The Growing Impact of Low-Cost Imports on Us Trade

Over the past decade, the volume of low-cost goods entering the US has surged dramatically. According to Customs and Border Protection data, shipments of low-value packages grew by over 600% from 2015 to 2024, from 139 million to 1.36 billion. The sheer volume of these imports has made it increasingly difficult for customs authorities to effectively monitor shipments. 

The White House has described the de minimis exemption as a “catastrophic loophole” that not only hurts American businesses but also facilitates the smuggling of harmful goods, including synthetic opioids.

The repeal of this exemption is a direct response to the flood of low-cost imports from overseas, especially from China and other countries with which the US has trade disputes. Trump’s administration believes that eliminating this loophole will help protect American workers and businesses, while simultaneously reducing the availability of unsafe or substandard products in the market.

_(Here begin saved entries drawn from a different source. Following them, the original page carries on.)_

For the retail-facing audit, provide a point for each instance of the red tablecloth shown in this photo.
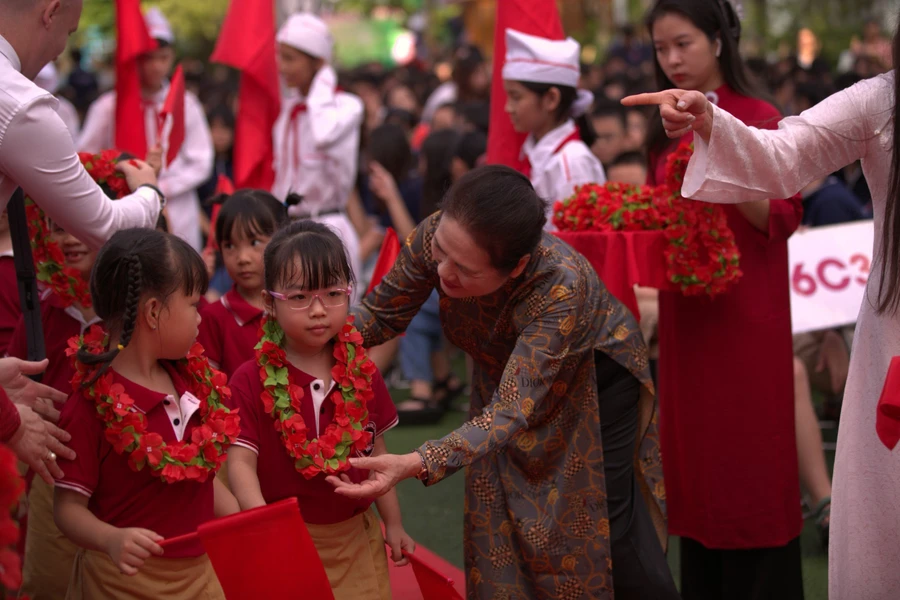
(623, 260)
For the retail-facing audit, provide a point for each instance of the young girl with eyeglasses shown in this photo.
(309, 401)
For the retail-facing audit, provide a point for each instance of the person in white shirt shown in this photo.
(193, 164)
(37, 154)
(48, 79)
(540, 77)
(316, 136)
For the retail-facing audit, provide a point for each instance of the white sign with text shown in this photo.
(829, 267)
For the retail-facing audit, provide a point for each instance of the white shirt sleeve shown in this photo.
(743, 163)
(37, 153)
(193, 164)
(331, 120)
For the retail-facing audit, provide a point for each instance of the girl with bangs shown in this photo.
(148, 425)
(230, 326)
(309, 401)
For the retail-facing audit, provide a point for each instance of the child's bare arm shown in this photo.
(242, 476)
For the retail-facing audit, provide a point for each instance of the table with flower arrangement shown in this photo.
(650, 236)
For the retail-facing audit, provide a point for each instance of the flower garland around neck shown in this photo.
(67, 282)
(352, 374)
(126, 426)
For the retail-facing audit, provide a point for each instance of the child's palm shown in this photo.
(130, 547)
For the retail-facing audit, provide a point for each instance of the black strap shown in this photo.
(25, 276)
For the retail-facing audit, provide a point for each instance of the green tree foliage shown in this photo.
(196, 22)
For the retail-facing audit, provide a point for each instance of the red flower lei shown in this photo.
(702, 255)
(329, 453)
(66, 282)
(126, 428)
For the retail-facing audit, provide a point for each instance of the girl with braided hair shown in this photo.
(731, 482)
(142, 419)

Expanding Tariffs on Foreign Goods: A Broader Trade Strategy

Trump’s latest move is part of a broader strategy aimed at reshaping US trade policy. Alongside the new tariff on low-cost imports, the President has imposed additional duties on certain goods from other countries. A 50% tariff has been applied to imported copper, while India faces a 25% tariff for purchasing Russian oil, and Brazil will see a 40% levy on its imports. These measures are consistent with Trump’s ongoing efforts to address trade imbalances and encourage more American-made products.

While the current policy will become permanent in 2027, the immediate effects are already being felt by US consumers. The US government has assured that certain personal imports, such as gifts valued at $100 or less, will remain exempt from duties. However, the broader consequences of these changes remain uncertain, as American consumers and businesses brace for the potential impact of higher prices on everyday goods.